A Guaranteed Veto
Today, AOPA and everyone else on the Internets is reporting that we, the GA community, have won a huge battle against user fees. This is a massive first step towards killing the reauthorization Ponzi Scheme that the 'The Current Occupant of the White House', the ATA and the FAA have cooked up for their Big Airlines cronies:
The House of Representatives on Sept. 20 passed H.R.2881, the FAA Reauthorization Act of 2007. The bill would fund the FAA through 2011, provide additional money for air traffic control modernization (NextGen), and increase the funds for airport improvements, particularly small general aviation airports. "H.R.2881 is a great model for funding our future aviation system," said AOPA President Phil Boyer. "And the best news for general aviation—no user fees, a modest fuel tax increase for NextGen, and no tax cuts for the airlines."The House vote of 267-151 was mostly down party lines, proving that it DOES matter who you elect to office. This vote moves H.R.2881 to the upper chamber where it will get regurgitated into something completely different:
Meanwhile, the Senate Finance Committee was scheduled on the same day to debate changes to the Senate's version of an FAA funding bill (S.1300). Once the Senate bill is finalized and approved by the full Senate, a conference committee will resolve the differences between H.R.2881 and S.1300.AOPA reports that H.R.2881 is an "historic bill addressing the needs of aviation today and into the future," said Rep. James Oberstar (D-Minn.), chairman of the Transportation Committee. "These are all-time high investments." Let's have Dow Jones' Marketwatch.com break down the numbers Oberstar is so proud of:
The bill would provide $68 billion for the agency that oversees U.S. airspace and regulates U.S airlines, bankrolling its operating budget and underwriting a major upgrade to the nation's air traffic control system to one based on satellite positioning. The increased spending would be partly financed by higher fuel taxes on airlines, increasing the tax rate on aviation gasoline by 25%, to 24.2 cents a gallon, and by 64% for aviation-grade kerosene [uh, it's called Jet-A] used in noncommercial aviation, to 36 cents.
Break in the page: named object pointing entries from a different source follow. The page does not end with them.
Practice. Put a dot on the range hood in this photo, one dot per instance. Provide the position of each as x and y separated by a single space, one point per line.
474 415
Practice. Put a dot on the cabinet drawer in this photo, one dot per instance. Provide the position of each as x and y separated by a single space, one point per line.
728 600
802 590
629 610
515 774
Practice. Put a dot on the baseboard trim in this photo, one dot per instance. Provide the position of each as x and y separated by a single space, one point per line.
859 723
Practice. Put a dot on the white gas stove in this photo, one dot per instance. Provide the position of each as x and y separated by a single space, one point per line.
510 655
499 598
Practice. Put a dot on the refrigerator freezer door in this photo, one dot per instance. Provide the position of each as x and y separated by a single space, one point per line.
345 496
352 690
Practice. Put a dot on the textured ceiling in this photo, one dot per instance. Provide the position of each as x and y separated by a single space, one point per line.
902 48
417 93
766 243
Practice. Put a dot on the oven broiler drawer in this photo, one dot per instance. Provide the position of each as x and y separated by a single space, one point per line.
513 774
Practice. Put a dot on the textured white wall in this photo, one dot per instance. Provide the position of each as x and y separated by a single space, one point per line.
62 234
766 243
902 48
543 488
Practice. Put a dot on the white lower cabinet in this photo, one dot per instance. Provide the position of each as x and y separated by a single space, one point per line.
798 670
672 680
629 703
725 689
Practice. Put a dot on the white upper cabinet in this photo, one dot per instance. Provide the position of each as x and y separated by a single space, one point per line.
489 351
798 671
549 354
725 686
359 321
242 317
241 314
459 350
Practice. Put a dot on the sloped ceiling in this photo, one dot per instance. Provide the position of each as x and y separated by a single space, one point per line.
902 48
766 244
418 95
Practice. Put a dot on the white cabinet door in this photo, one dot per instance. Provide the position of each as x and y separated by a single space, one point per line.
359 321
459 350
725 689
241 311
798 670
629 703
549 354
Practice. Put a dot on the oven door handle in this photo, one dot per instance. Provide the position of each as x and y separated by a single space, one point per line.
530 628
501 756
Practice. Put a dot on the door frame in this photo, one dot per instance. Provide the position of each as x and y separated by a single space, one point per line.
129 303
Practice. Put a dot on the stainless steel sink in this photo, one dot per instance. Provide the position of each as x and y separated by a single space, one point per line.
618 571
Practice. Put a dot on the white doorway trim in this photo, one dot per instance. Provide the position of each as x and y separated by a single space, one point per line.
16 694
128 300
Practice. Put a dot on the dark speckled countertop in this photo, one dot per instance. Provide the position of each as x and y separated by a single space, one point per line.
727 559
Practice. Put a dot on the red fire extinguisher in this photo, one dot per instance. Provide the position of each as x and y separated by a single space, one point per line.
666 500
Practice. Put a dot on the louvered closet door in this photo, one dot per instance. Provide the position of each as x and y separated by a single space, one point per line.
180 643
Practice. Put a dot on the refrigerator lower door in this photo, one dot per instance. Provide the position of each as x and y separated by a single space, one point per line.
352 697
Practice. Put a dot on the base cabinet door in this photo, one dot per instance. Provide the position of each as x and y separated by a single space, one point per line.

The bill would raise the fee that airports can charge passengers to a maximum of $7 a ticket from a $4.50, an increase that would go to expanding or improving airports, such as projects to reduce noise congestion.It's that airport fee that ATA is trying to use to scare you into believing the shell game they've been playing with the public:
"The House bill does little to promote NextGen or correct the subsidy of corporate jets by airline passengers," said James May, the group's president and CEO, in a statement late Thursday. "Even worse, it imposes a $2.2 billion tax increase on passengers in the form of airport facilities charges."So while the House is getting it right, the Bushies in W.D.C. will do whatever it takes to pad the pockets of their airline BFFs:
Some potential bad news for H.R. 2881, the House plan to reauthorize funding for the Federal Aviation Administration. On Wednesday, the White House threatened to veto the measure should it come across the President's desk. Dow Jones Newswires reports the Office of Management and Budget said the bill "falls far short" of what the White House believes is necessary to reduce flight delays. "It would make the status quo worse by undoing progress achieved in prior Congresses," OMB said, adding that President George W. Bush's "senior advisors would recommend that he veto the bill."Uh, hello? The Bushies feel H.R.2881 'falls far short' of doing enough to curb flight delays? What are they SMOKING back there? This has always been not about FAA funding, but about airline profits. It has never been meant as a way to fund NexGen or actually develop a system that allows flights to arrive and depart on time.
It's just like everything else in Bush's Washington. Friends helping friends make money. I would love to say this win in the House was worthwhile, but being realistic, there is only one thing that will allow us to fund FAA without user fees and big tax increases. That is, if W's CEO cronies get some sort of a windfall, he'll sign it. And if they don't, it does not matter that he will be screwing each and every American who flies, Bush will smirk while he vetoes the final bill. That pen stroke will send this all back to square one, it may stop the FAA from being funded, and will cause serious harm to the entire ATC system.
Do we think he'll care? Not a chance.